From the visualization of water tracking by placing multiple points along the wave crest line and breaking waves on the image sequence of propagated waves, the tracking results mostly matched well visually, but were somewhat inaccurate when the crest line were not clearly distinguished and the breaking waves were widely scattered or disappeared. To learn the wave movement robustly in surf and swash zone, it is necessary to use higher-resolution video images or a variety of videos acquired from other coasts. Because the higher spatio-temporal resolution of the video, the better we can examine the water evolution.
We have also been working on lab experiment and on the validation of the techniques presented in this article for hydrodynamics scene separation and unsupervised image registration-based coastal wave-tracking [
20]. These techniques were applied to wave flume videos and compared with the results of an acoustic Doppler velocimetry (ADV) measurement and of one conventional image processing technique of particle image velocity. The comparisons were done for the location where the ADV was installed and the estimated wave celerity by the proposed approach showed good agreement with the ADV measurement. However, to evaluate the performance of the applied techniques more accurately, more measurements from multiple points are required. In addition, for further verification of the proposed approach validation data should be obtained through field measurements despite the difficulties of collecting them.
In terms of computational effort, our proposed model under the experimental conditions described in Chapter 2 took one and a half days to train. However, the advantage of our proposed method and other machine learning approaches, is that once the model has finished the training, the input is analyzed immediately. Conversely, in conventional image processing approaches, the processing of each new image involves going through the whole process from image processing to analysis.

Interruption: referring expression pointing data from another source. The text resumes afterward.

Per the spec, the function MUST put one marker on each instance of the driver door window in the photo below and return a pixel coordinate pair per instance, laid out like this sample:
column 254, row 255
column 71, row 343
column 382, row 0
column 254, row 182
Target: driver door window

The proposed shore-based remote sensing with unsupervised deep learning framework has the potential to be used in novel investigations of understanding and modeling nearshore wave dynamics and surf and swash zone phenomena such as dune process for beach erosion and accretion that require wave-tracking. In particular, the propose method can be used to improve swash dynamics prediction through more accurate measurement of run-up height by characterizing breaking waves in the swash zone [
21].
For the future work, we will evaluate the inverted depth in shallow water and wave speed obtained through wave-tracking quantitatively by comparing with in situ measurement of depth and water elevation using multi-beam and pressure sensors in coastal wave domain and the network will be improve based on that comparison.